Si le supplément met en lumière XIII Mystery en proposant parmi d’autres des interviews de Xavier Dorison, auteur du scénario du premier tome de la série, et Christian Rossi qui a dessiné le récent neuvième opus, ainsi qu’une analyse en détail de cet spin-off majoritairement très réussie, il donne aussi la parole à des lecteurs « hors du commun » : la ministre française de la culture Fleur Pellerin, le romancier Marc Levy, l’ancien ministre Laurent Wauquiez, l’homme d’affaires Michel-Édouard Leclercq, le comédien Pierre Arditi, ainsi que le député "frondeur" Pouria Amirshahi.
Des inédits, ou presque !
Le supplément de L’Express aurait pu se cantonner à ces articles de fond et ces présentations plus populaires. Mais l’éditeur a intelligemment placé quelques éléments qui vont attirer l’œil de l’expert de la série. Pour ceux qui n’aurait pas la patience d’attendre le prochain album de la série-mère qui a été reporté, on trouve un dossier complet sur cette future parution ainsi que les sept premières pages en couleurs de cet album plusieurs fois reporté (on nous dit que ce n’est pas la faute de Jigounov...) et qui paraîtra finalement avant l’été 2016.
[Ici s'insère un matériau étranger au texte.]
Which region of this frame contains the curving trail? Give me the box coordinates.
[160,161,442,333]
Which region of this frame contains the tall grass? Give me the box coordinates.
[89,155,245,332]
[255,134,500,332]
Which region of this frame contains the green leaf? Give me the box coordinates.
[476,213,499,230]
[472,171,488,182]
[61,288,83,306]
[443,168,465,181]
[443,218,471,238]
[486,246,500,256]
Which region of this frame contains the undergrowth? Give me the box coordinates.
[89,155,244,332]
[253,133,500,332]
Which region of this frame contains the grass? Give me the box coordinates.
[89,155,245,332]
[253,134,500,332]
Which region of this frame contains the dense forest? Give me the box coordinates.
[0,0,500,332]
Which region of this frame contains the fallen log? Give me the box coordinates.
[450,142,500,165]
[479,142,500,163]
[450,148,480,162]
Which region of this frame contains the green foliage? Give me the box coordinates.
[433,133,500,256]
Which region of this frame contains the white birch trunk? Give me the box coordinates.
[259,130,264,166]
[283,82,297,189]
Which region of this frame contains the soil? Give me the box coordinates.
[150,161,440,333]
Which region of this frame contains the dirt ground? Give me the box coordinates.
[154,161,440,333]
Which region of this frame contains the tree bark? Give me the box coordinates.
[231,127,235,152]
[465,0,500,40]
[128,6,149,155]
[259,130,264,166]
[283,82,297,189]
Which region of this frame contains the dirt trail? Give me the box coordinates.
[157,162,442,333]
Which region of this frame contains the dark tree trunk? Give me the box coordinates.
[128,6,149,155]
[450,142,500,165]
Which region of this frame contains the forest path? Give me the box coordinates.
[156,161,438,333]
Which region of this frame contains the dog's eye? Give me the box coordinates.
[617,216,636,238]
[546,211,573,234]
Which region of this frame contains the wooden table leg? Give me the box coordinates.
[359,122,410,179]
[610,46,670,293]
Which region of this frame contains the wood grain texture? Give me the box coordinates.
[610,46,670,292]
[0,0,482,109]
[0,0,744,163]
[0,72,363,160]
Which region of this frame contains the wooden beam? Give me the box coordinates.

À l’autre-bout du numéro, les amateurs seront heureux de retrouver la fameuse nouvelle Traquenard & Sentiments, un récit que Jean Van Hamme avait écrite pour la collection Phila-BD de la Poste Belge, et dont les quatre mille exemplaires sont depuis longtemps épuisés et recherchés ! Illustré par Vance, ce récit met en scène le retour de XIII aux USA, après l’épisode du Costa Verde, sur la trace des anciens condisciples de Jason Fly. L’avantage de la nouvelle sur la bande dessinée est de pouvoir se placer directement dans la tête des personnages, et d’en apprendre un peu plus sur la relation entre XIII et Jones.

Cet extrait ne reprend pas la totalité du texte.